Selesai menuliskan kisah di diary digital, aku melanjutkan menulis novel yang akan kulombakan di Kwikku. Memang sangat menguras otak jika dikerjakan mendekati deadline seperti ini, karena memang aku mengetahuinya baru akhir-akhir ini. Tapi aku yakin bisa menyelesaikannya sebelum waktunya habis. Semoga Allah berkenan memberikanku inspirasi tiada batas untuk menjadi juara pertama. Aamiin.
Aku terhenyak saat melihat kalender, sekarang adalah hari Jumat. Berarti ini adalah hari terakhir aku masih bisa mendambakan kehadiran Kak Babay sebagai sosok utuh, sebagai seorang laki-laki dewasa yang belum menikah. Besok dia akan menyandang status sebagai imam dari seorang perempuan bernama Anna Fitria itu. Dia adalah sosok yang ingin sekali kusingkirkan kehadirannya di hidup Kak Babay, calon Abi dari anak-anakku yang belum lahir. Ingin sekali kujambak dan kucakar-cakar tapi tak kuasa aku melakukannya. Kak Anna lebih baik dariku, dia lebih layak menjadi istri Kak Babay dibandingkan dengan diriku yang masih berlumur dosa.
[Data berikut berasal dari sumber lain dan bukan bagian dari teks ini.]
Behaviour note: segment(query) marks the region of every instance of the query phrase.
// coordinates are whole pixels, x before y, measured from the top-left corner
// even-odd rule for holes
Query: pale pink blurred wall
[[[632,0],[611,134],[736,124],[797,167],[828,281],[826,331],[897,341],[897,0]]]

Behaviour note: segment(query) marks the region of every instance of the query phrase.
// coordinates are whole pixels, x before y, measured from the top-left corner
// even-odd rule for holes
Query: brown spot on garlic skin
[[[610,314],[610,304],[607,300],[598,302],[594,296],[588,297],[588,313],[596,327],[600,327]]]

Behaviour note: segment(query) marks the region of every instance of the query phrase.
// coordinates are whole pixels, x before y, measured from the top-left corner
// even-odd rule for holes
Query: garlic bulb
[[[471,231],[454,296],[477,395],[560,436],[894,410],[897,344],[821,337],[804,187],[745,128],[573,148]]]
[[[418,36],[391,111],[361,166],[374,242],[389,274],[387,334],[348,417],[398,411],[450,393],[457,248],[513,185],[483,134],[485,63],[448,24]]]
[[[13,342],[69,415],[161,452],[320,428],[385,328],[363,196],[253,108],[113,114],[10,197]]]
Bakda melaksanakan salat Subuh, aku pamit kepada Bunda untuk kembali ke kamar, Roman-pun sudah kembali ke kamarnya untuk melanjutkan tidurnya setelah menjadi imam salat tadi. Nampaknya dia mengantuk sekali pagi ini, mungkin semalam tidur telat.
Aku berusaha menuangkan kembali kata menjadi kalimat dengan diksi yang mungkin menarik untuk dibaca. Sebuah telepon menggagalkan fokusku yang sedang menatap kursor di Lappy, walau tanpa ada satu katapun yang menggerakan jemari.
Tertulis nama Dinda Humaira di layar ponsel, ada apakah dia sepagi ini dia menelepon. Pasti ada sesuatu yang penting sekali, biasanya dia hanya chat saja. Aku menekan tombol loud speaker setelah sebelumnya menekan tombol hijau.
“Assalamualaikum, Ukhty Dinda,” ujarku.
“Waalaikumsalam warohmatullohi wabarokatuh, Gutten Morgen. Ana ganggu enggak, Raya?”
“Insyaallah enggak, aku lagi berusaha menulis bab baru.”
“Bab baru untuk novel anti?”
“Iya untuk novel, bukan bab baru untuk hidupku. Dinda,” terdengar tertawa di ujung sana, “sepertinya ada sesuatu yang penting jika pagi-pagi sudah menelepon.”
“Iya, penting banget, Raya. Afwan, mungkin ini di luar ranah ana, tapi semalam ana enggak bisa tidur memikirkan ini.”
“Tentang apa ‘ni, Dinda?”
“Tentang Pak Akbar, Eh, tentang pernikahan Pak Akbar maksudnya.”
“Sudahlah Dinda, aku sepertinya tidak bisa melakukan apa-apa dengan yang akan terjadi besok. Kak Anna akan sah menjadi istri beliau besok.”
“Wait, ana baru menemukan sesuatu yang mungkin akan membuat anti terperangah. Hal ini mungkin saja bisa menyelamatkan kisah anti dengannya.”
“Maksud kamu gimana, Dinda Humaira yang manis?” ujarku masih bingung. Terdengar dia tertawa lagi di ujung sana.